With officials still seeing risks to the economic outlook, the minutes of the Federal Reserve’s latest monetary policy meeting suggest the central bank will not be in a hurry to begin scaling back its asset purchase program.

The Fed has repeatedly said it plans to continue to its asset purchases at a rate of at least $120 billion per month until “substantial further progress” has been made toward its goals of maximum employment and price stability.

The minutes of the June meeting reiterated Fed Chair Jerome Powell’s view that “substantial further progress” has not yet been met, although participants expected progress to continue.

While various participants expect conditions for beginning to reduce the pace of asset purchases to be met somewhat earlier than they had previously anticipated, others saw incoming data as providing a less clear signal about the underlying economic momentum.

The minutes said some participants determined the Fed would be able to make a better assessment in the coming months and emphasized the central bank should be “patient in assessing progress toward its goals and in announcing changes to its plans for asset purchases.”

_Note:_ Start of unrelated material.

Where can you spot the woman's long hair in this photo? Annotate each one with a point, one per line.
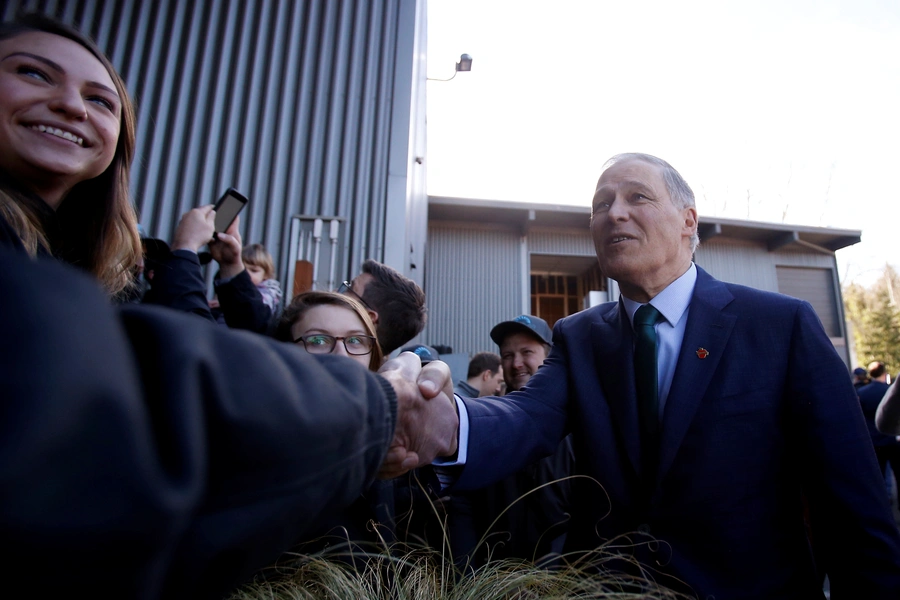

At the same time, participants generally agreed that it was important for the Fed to be well positioned to reduce the pace of asset purchases, if appropriate, in response to unexpected economic developments.

The Fed said participants also agreed to continue assessing the economy‘s progress toward the central banks goals at coming meetings and to begin to discuss their plans for adjusting the path and composition of asset purchases.

“In addition, participants reiterated their intention to provide notice well in advance of an announcement to reduce the pace of purchases,” the Fed said.

The Fed’s next monetary policy meeting is currently scheduled for later this month, with the two-day meeting set to get underway on July 27th.

The minutes also noted the near-term outlook for inflation was revised up markedly, but the staff continued to expect the rise in inflation this year to be transitory.

Meanwhile, projections provided following the conclusion of the two-day meeting pointed to an increase in interest rates in 2023.

The latest projections from Fed officials suggest interest rates will be increased to 0.6 percent in 2023 compared to previous projections indicating rates would remain at near-zero levels.